06 octobre 2020 - 19:18 |

Ethicajou, une entreprise de transformation de cajou à vocation sociale au Sénégal

Pour la première fois, l’ONG Agronomes et vétérinaires sans frontières (AVSF) avec la SCOP de commerce équitable,  Ethiquable, créé une entreprise de transformation de noix de cajou à Kolda au Sénégal. Un premier pas dans le "business" mais un « business social avec des valeurs » souligne Alain Yvergniaux, PDG d’Ethicajou.

Si AVSF, présent dans plus de 20 pays dans le monde, a largement participé à l’émergence d’entreprises coopératives dans le monde paysan en Amérique latine, c’est la première fois que l’ONG s’engage comme initiateur, fondateur et actionnaire d’une entreprise. «Depuis un certain temps, AVSF cherchait à augmenter l’impact de ses actions notamment en matière de création d’emplois et de revenu et l’idée murissait que c’est peut-être à travers une implication plus directe dans la création d’entreprise que ces impacts pourraient être démultipliés. Il y avait aussi une envie d’expérimenter. Mon parcours a fait que j’ai proposé ce dossier » indique Alain Yvergniaux.

Le choix du Sénégal, et plus précisément de la Casamance et de Kolda, n’est pas le fruit du hasard. AVSF y est présent depuis près de 20 ans. « Il y a dix ans, nous avons appuyé la création d’une coopérative de femmes en Casamance, qui transformait la noix de cajou dans leur village mais avec des moyens très artisanaux. Le bilan que nous en avons tiré avec elles est que cela avait produit des effets en termes d’emploi et de revenu mais qu’ils auraient pu être plus importants si on avait eu une organisation plus structurée, moins artisanale. Donc la création d’Ethicajou est venue aussi à la suite du bilan intéressant mais pas entièrement satisfaisant de cette coopérative de femmes que l’on avait aidé à émerger» indique Alain Yvergniaux. Ajoutant, «En même temps, depuis 18 mois nous avons beaucoup discuté avec les producteurs d’anacarde qui nous ont expliqué leurs difficultés à vendre, leur dépendance aux acheteurs et la fluctuation des prix. Ethiquable que l’on connaît depuis longtemps était aussi intéressé par le projet pour sa philosophie, son éthique et comme il est un distributeur important en France de produits agricoles bio et équitables, il  a été forcement intéressé ».

Un actionnariat avec des producteurs et un groupement de femmes

Ethicajou est donc le fruit de la convergence entre cinq acteurs, qui sont tous à son capital.

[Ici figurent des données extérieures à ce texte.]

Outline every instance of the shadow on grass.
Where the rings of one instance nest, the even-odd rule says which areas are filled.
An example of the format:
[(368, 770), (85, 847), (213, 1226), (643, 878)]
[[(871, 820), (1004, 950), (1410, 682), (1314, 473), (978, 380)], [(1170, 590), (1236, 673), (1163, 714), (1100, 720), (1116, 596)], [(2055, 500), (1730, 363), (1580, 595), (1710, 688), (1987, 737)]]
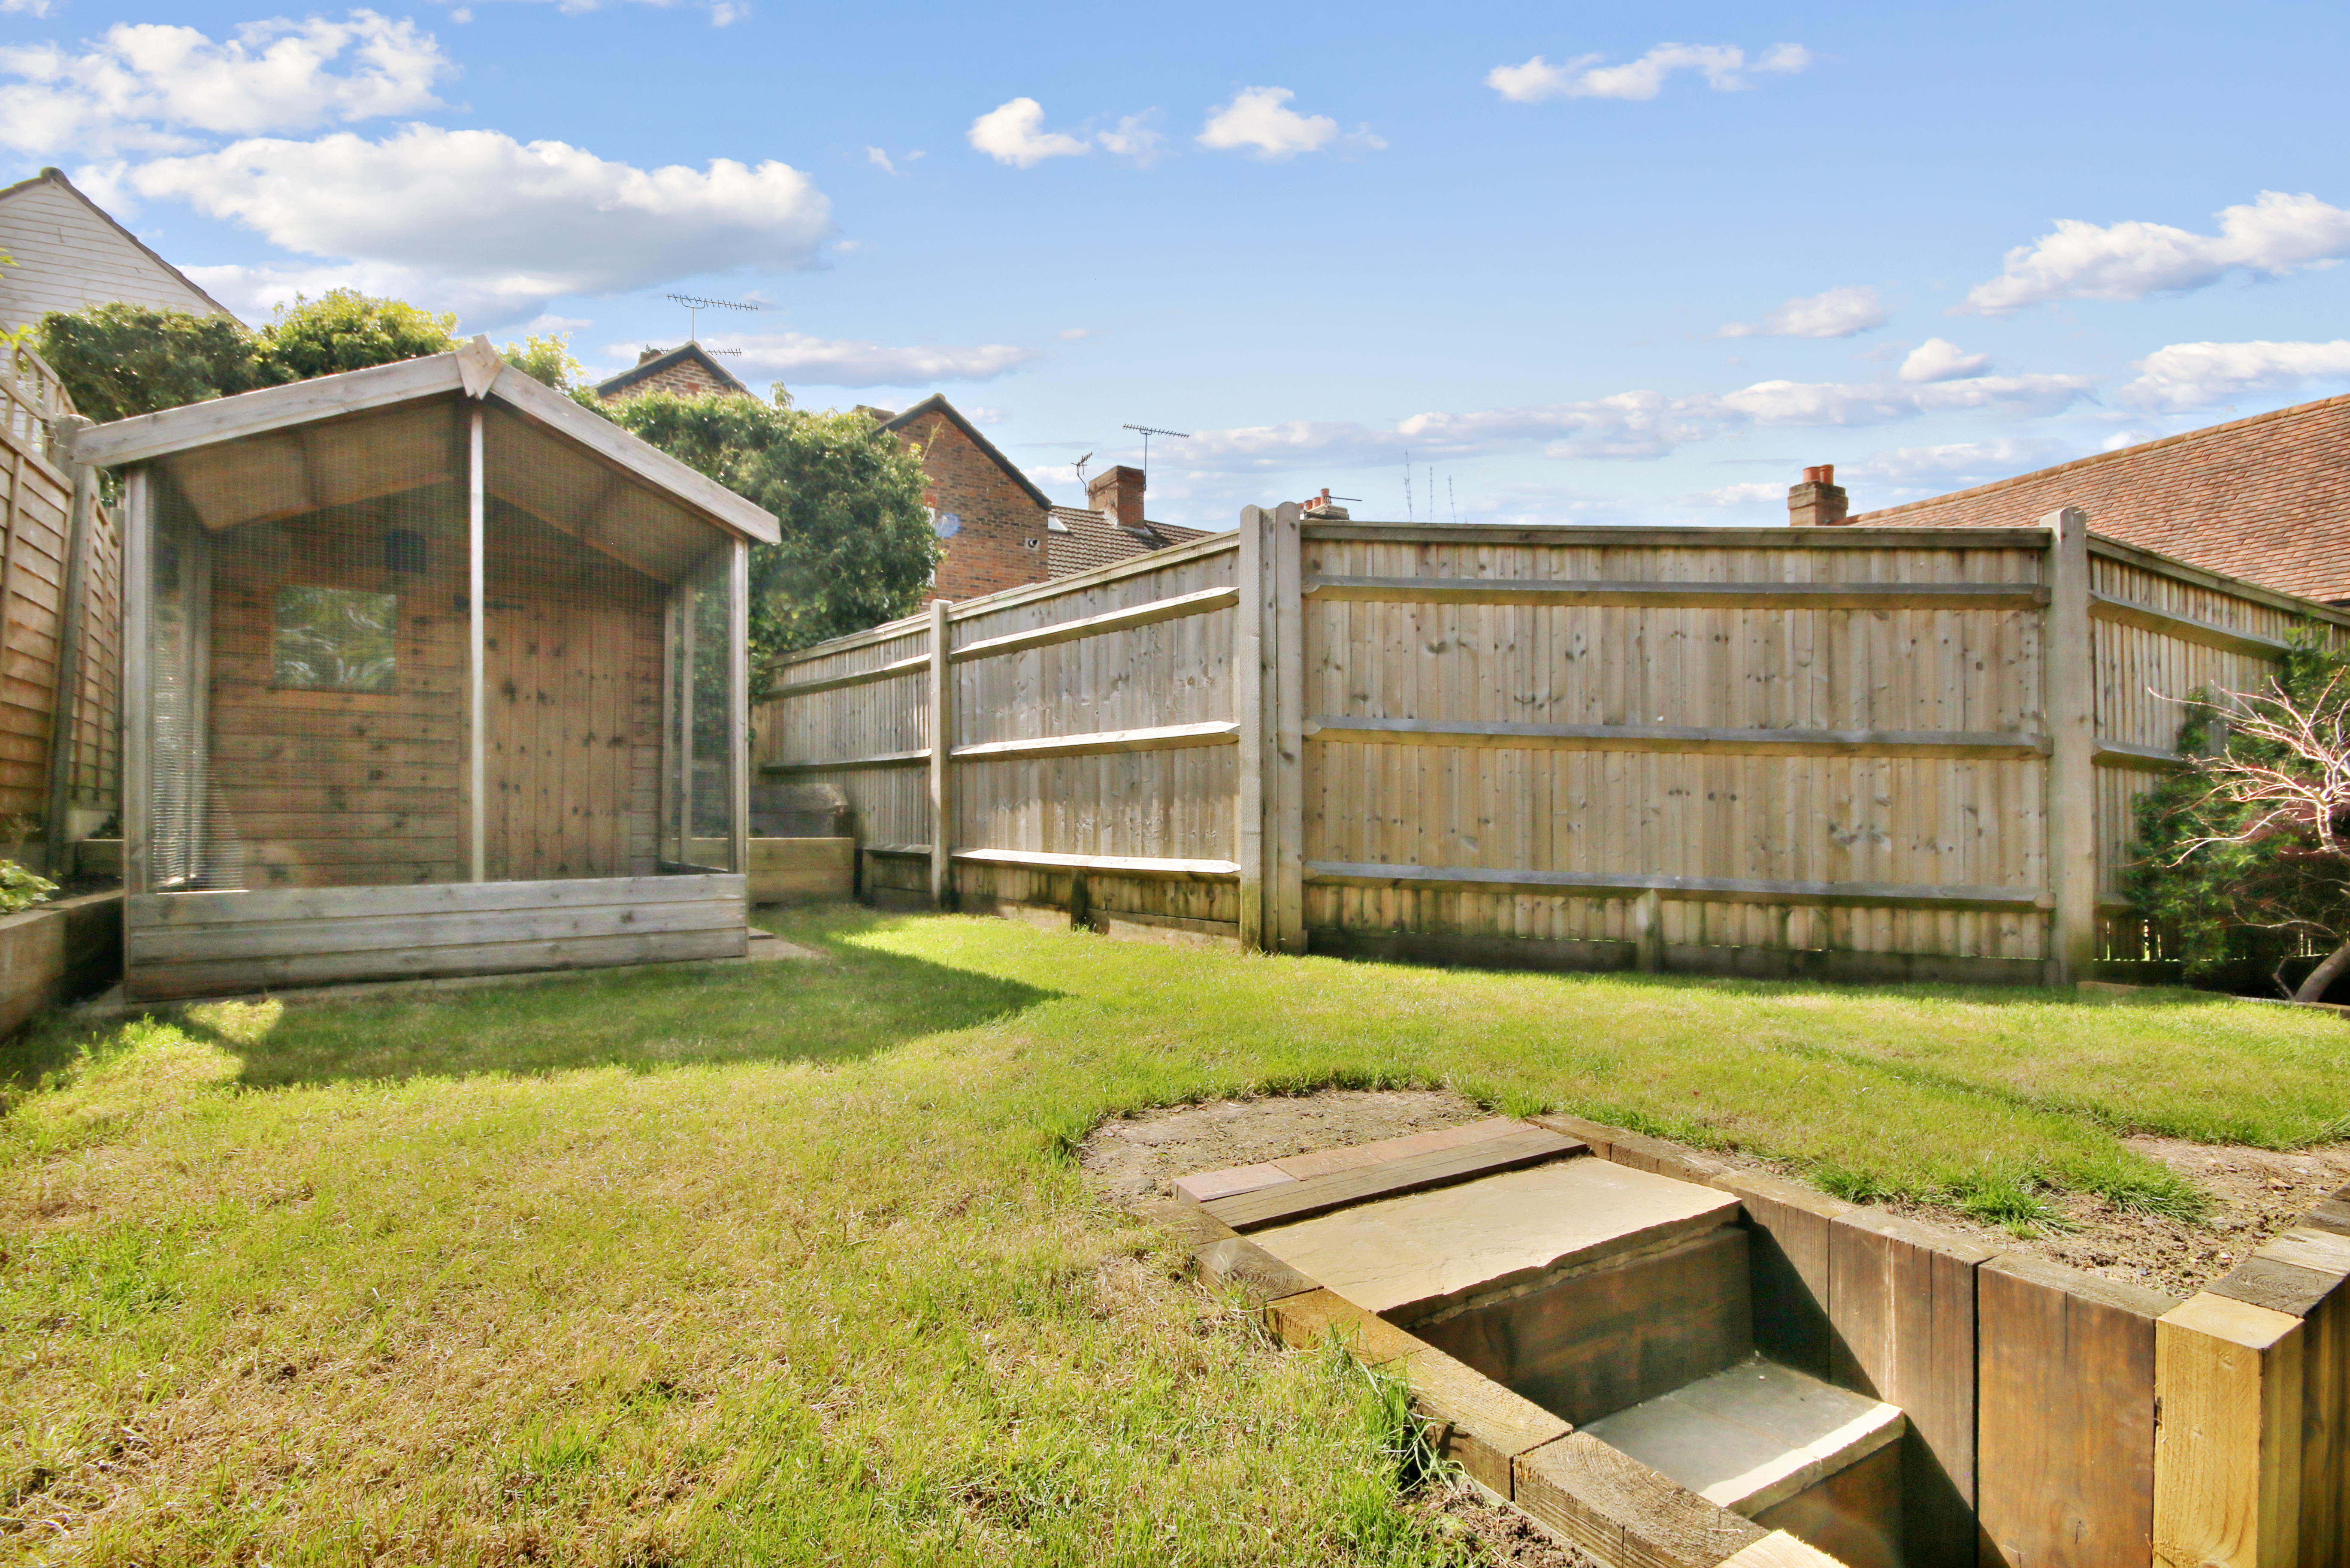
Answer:
[(795, 940), (822, 952), (816, 960), (589, 971), (413, 999), (200, 1003), (185, 1010), (181, 1026), (238, 1057), (240, 1085), (276, 1088), (585, 1067), (850, 1062), (1059, 994), (832, 940), (880, 919), (836, 914), (793, 929)]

A savoir les deux organisations paysannes de Casamance de Kolda et de Banghère à hauteur chacune de 17% du capital, l’organisation Ngalu, groupement de femmes transformatrices de noix de cajou (16%) et AVSF et Ethiquable pour 50%. A terme, AVSF et Ethiquable ont prévu de céder la majorité lorsque les organisations paysannes seront en mesure de gérer l’usine. Une usine, dont la construction a démarré depuis deux mois, et qui devrait entrer en production en mars avec le démarrage de la prochaine campagne anacardière au Sénégal. Quelque 100 emplois devraient être créés, essentiellement pour des femmes, avec une capacité  de production autour de 450 tonnes de noix de cajou pour 80 tonnes d’amandes. L’usine sera certifiée dans ses process et les noix de cajou des 400 paysans répartis sur les deux fédérations seront également certifiées bio et équitables dès le début 2021. Les amandes seront distribuées en France via Ethiquable mais pas exclusivement, et une partie sera commercialisée sur le marché local où il existe une demande sur les grandes villes, comme Dakar, Thiès, etc.

« Le processus d’équitable va se traduire par un prix d’achat des noix au paysan supérieur. Outre, un prix de base des noix supérieur au marché, qui correspond au principe du commerce équitable où une prime est versée au paysan, sera ajoutée aussi une prime au développement pour les fédérations » souligne Alain Yvergniaux. Ainsi les producteurs de cajou disposeront d’un revenu stable et légèrement supérieur à ce qu'offre le marché habituellement. En conclusion, le PDG d’Ethicajou déclare « Nous souhaitons démarrer avec une certaine ampleur mais modestie. Il n’est pas interdit que nous fassions le choix de se développer plus tard ».

Au Sénégal, qui produit environ 35 000 tonnes de noix de cajou par an, il n'existe qu’une seule usine de transformation. La production d’amandes n’est que de 500 tonnes par an.